Outlining his government’s priorities for the next four years, Zapatero told the Spanish parliament he would speed up government infrastructure projects such as high-speed train links, promote more state-subsidised housing and extend government guarantees for some mortgage securitisations. Property developers with unsold stock are going to be able to place their empty homes with a state rental agency, and there will be retraining schemes for tens of thousands of unemployed construction workers. Spain's new government will also ramp up home-building programs and offer mortgage-repayment relief as part of a U.S.-style fiscal-stimulus package.
The roughly €22 billion ($35 billion) plan, representing about 0.5% of gross domestic product, aims to ease the bite of the credit crunch on debt-laden households that has brought the Spanish housing sector to a virtual standstill.
"Our government will immediately, as soon as it is constituted, take measures to counter the economic slowdown," Spanish Prime Minister-Elect José Luis Rodríguez Zapatero said in Parliament, which is set to approve his nomination this week.
Zapatero promised his government would build 1.5 million new price-protected homes for low income families in order to offset a sharp drop in home-building activity. He said he would also like to make it easier for homeowners with difficulties to meet their mortgage repayment obligations to extend the terms of their loans.
In his speech, Zapatero also pledged a 400-euro rebate for tax payers, speedier payment of VAT rebates for businesses and tax breaks to encourage Spain's struggling construction sector to renovate old town centres. He also announced a programme to help building workers find new jobs and a plan to meet unions and business leaders to find ways to boost productivity.
Zapatero announced an ambitious public works programme, including the idea of putting millions of euros into building 150,000 affordable homes a year in an effort to sustain a now very beleagured construction industry.
Despite criticism that this is just a "short-fix" solution to deeper economic ills, the government will also invest in major road- and rail-building programmes.

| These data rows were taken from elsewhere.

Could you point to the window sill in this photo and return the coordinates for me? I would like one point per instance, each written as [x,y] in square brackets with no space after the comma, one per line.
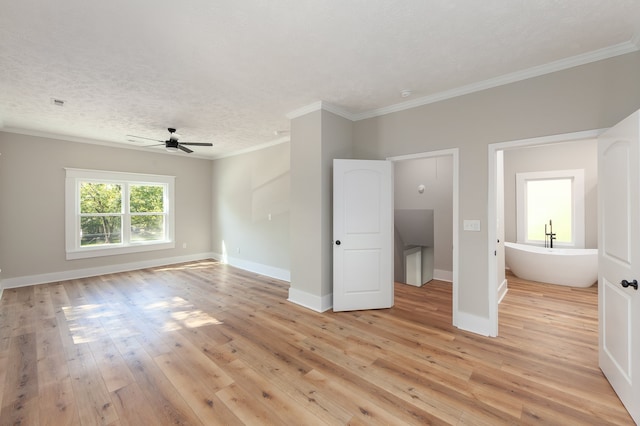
[86,252]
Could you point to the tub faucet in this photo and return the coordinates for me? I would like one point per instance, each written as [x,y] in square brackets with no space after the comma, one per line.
[549,234]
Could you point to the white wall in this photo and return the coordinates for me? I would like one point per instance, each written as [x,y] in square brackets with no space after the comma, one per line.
[569,155]
[32,183]
[251,210]
[436,174]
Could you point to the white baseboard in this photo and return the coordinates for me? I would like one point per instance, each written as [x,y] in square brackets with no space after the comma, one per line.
[258,268]
[502,290]
[442,275]
[72,274]
[310,301]
[475,324]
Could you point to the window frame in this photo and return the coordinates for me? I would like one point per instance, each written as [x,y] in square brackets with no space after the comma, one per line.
[577,205]
[73,247]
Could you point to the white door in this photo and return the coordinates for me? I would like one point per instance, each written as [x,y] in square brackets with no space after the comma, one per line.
[362,235]
[619,260]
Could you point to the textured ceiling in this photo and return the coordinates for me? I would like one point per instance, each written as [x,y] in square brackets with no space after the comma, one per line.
[230,71]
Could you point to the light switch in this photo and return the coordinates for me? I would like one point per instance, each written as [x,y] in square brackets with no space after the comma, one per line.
[471,225]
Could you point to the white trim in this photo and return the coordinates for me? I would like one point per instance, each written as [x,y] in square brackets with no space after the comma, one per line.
[576,178]
[73,274]
[475,324]
[491,206]
[442,275]
[258,268]
[73,178]
[562,64]
[503,288]
[454,152]
[310,301]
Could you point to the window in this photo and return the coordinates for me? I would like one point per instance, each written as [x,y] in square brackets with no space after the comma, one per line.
[111,213]
[551,200]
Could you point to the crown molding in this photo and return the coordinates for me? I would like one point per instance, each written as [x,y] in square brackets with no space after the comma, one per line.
[585,58]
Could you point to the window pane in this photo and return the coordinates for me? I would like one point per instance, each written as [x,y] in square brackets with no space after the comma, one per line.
[146,199]
[100,198]
[98,230]
[147,227]
[547,200]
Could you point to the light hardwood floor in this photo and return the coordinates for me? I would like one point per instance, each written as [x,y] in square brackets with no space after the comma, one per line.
[204,343]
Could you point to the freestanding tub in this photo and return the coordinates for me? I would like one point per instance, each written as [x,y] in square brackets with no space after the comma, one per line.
[570,267]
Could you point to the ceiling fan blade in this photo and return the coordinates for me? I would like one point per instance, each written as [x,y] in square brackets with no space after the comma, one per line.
[197,143]
[142,137]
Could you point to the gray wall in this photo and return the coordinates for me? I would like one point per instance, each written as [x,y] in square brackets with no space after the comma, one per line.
[247,189]
[436,174]
[316,139]
[569,155]
[591,96]
[32,183]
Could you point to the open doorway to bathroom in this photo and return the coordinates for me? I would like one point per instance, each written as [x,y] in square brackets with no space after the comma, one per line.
[577,151]
[426,208]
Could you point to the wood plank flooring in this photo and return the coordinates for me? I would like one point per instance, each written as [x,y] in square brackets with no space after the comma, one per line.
[204,344]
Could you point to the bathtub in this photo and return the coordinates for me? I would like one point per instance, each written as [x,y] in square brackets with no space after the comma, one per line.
[570,267]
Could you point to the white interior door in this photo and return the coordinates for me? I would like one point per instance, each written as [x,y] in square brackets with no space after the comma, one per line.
[619,260]
[362,235]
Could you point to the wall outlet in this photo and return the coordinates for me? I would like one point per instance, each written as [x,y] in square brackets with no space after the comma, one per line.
[471,225]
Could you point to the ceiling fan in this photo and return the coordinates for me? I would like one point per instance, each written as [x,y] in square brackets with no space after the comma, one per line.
[172,143]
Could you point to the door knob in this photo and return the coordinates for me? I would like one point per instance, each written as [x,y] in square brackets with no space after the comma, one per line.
[626,284]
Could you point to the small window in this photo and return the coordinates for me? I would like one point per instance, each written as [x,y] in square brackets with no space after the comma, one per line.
[115,213]
[551,202]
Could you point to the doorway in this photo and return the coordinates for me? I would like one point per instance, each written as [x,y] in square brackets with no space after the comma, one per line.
[423,182]
[496,192]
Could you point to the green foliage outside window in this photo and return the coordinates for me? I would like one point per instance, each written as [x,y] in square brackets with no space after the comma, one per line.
[97,201]
[102,213]
[144,199]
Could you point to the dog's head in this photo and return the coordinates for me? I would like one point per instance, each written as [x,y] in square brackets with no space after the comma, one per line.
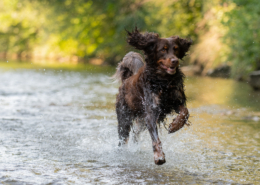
[163,53]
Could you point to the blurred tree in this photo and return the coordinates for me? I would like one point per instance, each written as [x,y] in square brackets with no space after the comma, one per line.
[19,26]
[243,36]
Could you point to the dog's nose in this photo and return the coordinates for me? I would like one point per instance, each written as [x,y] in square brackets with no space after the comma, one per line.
[174,60]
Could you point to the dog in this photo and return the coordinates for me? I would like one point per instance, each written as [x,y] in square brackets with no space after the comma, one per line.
[151,89]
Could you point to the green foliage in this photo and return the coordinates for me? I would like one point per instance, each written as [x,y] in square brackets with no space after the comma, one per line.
[224,31]
[243,36]
[17,34]
[88,28]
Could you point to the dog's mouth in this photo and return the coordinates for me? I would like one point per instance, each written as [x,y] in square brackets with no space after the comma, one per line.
[170,70]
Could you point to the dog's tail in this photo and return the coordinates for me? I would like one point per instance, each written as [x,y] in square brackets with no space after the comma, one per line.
[129,66]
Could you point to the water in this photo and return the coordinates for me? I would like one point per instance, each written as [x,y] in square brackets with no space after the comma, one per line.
[59,127]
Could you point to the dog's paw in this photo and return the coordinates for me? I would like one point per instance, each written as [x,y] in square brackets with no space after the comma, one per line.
[159,158]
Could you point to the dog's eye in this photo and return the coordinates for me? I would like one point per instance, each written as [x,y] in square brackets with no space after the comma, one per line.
[164,50]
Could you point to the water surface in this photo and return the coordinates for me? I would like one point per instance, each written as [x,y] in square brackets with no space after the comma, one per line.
[60,127]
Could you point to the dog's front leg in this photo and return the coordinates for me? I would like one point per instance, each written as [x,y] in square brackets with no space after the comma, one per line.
[180,120]
[152,114]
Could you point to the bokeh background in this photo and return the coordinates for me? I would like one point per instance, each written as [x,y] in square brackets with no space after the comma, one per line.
[225,32]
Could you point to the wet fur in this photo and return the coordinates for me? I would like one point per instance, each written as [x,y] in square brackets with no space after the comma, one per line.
[147,92]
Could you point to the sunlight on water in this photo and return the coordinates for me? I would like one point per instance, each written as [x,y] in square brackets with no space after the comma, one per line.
[60,127]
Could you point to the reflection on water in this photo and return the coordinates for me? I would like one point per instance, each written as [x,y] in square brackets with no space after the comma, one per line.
[59,127]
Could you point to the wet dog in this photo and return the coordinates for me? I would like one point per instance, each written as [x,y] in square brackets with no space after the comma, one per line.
[151,89]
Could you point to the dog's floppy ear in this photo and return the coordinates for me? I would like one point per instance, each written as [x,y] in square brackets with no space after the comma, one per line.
[146,42]
[184,46]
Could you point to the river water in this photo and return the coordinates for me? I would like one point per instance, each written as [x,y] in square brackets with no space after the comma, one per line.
[60,127]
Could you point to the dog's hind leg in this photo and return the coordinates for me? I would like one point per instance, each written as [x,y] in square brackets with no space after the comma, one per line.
[125,122]
[138,128]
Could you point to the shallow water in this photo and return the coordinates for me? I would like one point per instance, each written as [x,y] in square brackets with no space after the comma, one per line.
[59,127]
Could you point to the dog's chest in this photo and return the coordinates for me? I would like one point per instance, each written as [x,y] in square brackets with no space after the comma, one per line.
[167,97]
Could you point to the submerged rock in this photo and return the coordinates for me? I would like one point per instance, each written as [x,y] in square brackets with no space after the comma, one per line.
[221,71]
[254,80]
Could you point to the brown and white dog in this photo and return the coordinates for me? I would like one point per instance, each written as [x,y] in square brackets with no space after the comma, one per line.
[152,89]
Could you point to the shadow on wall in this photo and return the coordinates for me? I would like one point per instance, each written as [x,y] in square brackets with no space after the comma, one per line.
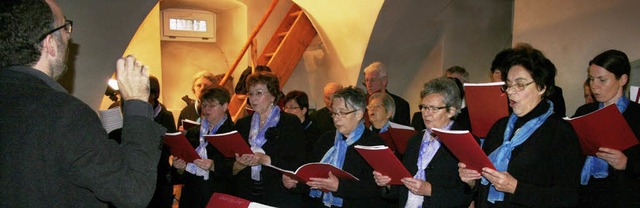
[67,79]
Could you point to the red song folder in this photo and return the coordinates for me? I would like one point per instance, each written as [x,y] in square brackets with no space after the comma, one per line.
[486,103]
[384,161]
[603,128]
[465,148]
[314,170]
[180,146]
[220,200]
[229,143]
[187,124]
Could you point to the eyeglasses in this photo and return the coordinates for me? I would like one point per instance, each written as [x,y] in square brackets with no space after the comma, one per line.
[209,105]
[68,26]
[370,80]
[256,93]
[371,107]
[341,114]
[517,87]
[431,109]
[292,107]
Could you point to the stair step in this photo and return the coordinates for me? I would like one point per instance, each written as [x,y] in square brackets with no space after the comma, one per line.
[295,14]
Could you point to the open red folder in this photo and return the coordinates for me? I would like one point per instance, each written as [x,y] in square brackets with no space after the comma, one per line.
[314,170]
[220,200]
[603,128]
[180,146]
[187,124]
[486,103]
[465,148]
[397,137]
[384,161]
[229,143]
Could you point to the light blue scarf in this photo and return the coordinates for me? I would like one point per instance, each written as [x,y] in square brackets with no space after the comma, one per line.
[594,166]
[502,155]
[335,156]
[256,136]
[202,148]
[428,149]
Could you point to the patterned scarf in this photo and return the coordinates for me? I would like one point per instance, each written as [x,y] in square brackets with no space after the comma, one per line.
[502,155]
[256,136]
[202,148]
[335,156]
[594,166]
[428,148]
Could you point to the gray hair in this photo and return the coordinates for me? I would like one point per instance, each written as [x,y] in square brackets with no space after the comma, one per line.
[352,96]
[376,67]
[447,88]
[387,102]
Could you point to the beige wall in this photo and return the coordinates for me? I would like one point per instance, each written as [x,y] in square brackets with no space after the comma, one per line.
[101,33]
[572,32]
[146,48]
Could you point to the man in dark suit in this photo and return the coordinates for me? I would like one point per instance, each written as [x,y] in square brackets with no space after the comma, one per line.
[322,118]
[375,80]
[54,150]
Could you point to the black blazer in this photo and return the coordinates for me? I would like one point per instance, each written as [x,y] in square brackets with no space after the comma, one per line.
[196,191]
[362,193]
[547,165]
[403,111]
[622,187]
[285,145]
[442,172]
[322,119]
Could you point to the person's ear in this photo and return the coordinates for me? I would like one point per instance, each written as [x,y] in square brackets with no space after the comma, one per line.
[50,45]
[623,80]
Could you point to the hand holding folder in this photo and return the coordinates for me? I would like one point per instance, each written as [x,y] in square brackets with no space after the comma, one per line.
[385,162]
[314,170]
[180,147]
[229,143]
[465,148]
[603,128]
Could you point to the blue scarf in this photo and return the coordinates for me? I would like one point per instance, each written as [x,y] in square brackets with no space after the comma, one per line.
[594,166]
[256,136]
[428,149]
[502,155]
[384,128]
[202,148]
[335,156]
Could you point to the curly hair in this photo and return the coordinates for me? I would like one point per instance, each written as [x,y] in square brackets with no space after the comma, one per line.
[24,22]
[541,69]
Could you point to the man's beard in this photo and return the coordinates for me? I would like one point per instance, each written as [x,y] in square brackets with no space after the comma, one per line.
[59,66]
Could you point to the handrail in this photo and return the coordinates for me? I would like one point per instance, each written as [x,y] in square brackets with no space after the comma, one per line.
[254,33]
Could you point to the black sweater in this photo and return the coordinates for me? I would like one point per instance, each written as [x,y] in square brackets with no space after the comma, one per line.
[546,165]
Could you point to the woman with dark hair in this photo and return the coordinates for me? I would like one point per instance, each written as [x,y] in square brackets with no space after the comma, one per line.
[612,179]
[276,138]
[297,103]
[536,155]
[210,174]
[337,148]
[435,182]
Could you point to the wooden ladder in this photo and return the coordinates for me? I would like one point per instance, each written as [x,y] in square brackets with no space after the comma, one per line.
[282,53]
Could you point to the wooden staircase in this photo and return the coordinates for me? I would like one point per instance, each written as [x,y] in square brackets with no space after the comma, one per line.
[282,53]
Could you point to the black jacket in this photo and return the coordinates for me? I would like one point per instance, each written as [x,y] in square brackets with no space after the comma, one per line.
[196,191]
[361,193]
[442,172]
[55,152]
[546,165]
[285,145]
[622,187]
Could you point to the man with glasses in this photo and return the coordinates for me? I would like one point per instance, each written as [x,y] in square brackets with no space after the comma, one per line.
[53,149]
[375,80]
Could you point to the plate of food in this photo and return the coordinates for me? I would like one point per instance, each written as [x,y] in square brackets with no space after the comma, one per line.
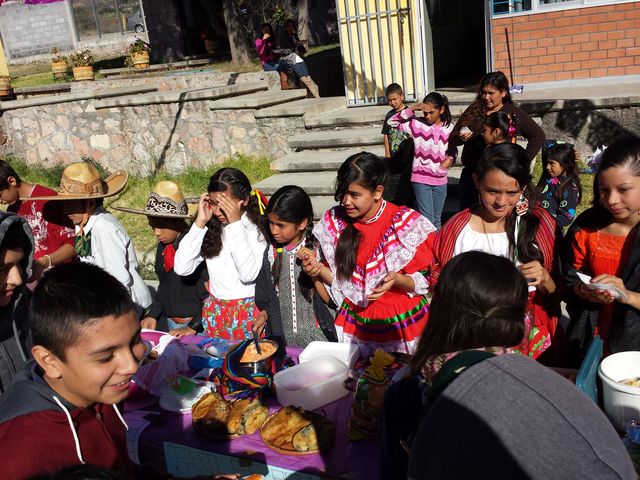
[295,431]
[220,419]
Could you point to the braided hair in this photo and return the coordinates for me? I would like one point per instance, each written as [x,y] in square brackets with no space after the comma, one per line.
[511,159]
[369,171]
[236,183]
[292,204]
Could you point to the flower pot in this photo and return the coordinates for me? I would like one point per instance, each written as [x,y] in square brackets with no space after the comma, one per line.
[140,60]
[212,47]
[59,68]
[5,87]
[83,73]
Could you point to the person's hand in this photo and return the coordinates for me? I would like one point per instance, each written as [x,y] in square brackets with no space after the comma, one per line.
[149,323]
[594,296]
[613,282]
[260,322]
[205,211]
[182,332]
[230,208]
[447,163]
[465,134]
[384,286]
[534,273]
[310,264]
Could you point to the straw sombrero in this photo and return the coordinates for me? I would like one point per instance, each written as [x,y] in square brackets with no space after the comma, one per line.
[165,200]
[81,181]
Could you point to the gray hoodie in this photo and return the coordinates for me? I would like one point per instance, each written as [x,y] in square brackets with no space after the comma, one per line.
[15,334]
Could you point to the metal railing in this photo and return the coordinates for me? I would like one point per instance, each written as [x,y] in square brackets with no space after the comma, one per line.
[95,18]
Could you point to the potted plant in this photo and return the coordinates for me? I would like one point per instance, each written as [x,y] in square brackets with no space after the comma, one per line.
[82,63]
[59,66]
[138,54]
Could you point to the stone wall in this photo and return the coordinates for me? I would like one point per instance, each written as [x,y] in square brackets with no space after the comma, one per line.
[144,138]
[29,30]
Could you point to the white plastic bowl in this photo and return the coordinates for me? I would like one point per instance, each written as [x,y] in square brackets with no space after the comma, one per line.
[347,353]
[312,384]
[621,402]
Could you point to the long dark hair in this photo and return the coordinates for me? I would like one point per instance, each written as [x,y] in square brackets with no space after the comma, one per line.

There was however evident disappointment among many analysts that Zapatero failed to announce any new measures - other than those already included in the Socialist party's manifesto - to deal with a rapid deterioration in the economy since a general election last month. Some economists estimate the country is growing at only half the rate it was this time last year, when the economy was expanding at a 3.8 per cent rate. If the market for Spanish mortgage-backed securities continues to remains closed, growth could fall to just 1 per cent this year, according to some forecasts. If this were to happen unemployment would evidently rise sharply.
Spanish banks are reining in credit - particularly to builders and property developers - because they can no longer fund themselves in the international capital markets, and this has accentuated the crisis in the construction sector, once the motor for growth.
Although Mr Zapatero has promised to speed up infrastructure projects, economists say government spending will not be able to replace private sector investment in housing, which totalled 9 per cent of gross domestic product at the height of the construction boom.
The government draws confidence from a budget surplus which totalled 2.2 percent of gross domestic product last year. But falling tax revenues have already slashed that to 0.8 percent of GDP in the first two months of the year and the Bank of Spain has said that - even without government stimulus programmes - the surplus would virtually disappear in 2009 simply as a result of the slowdown.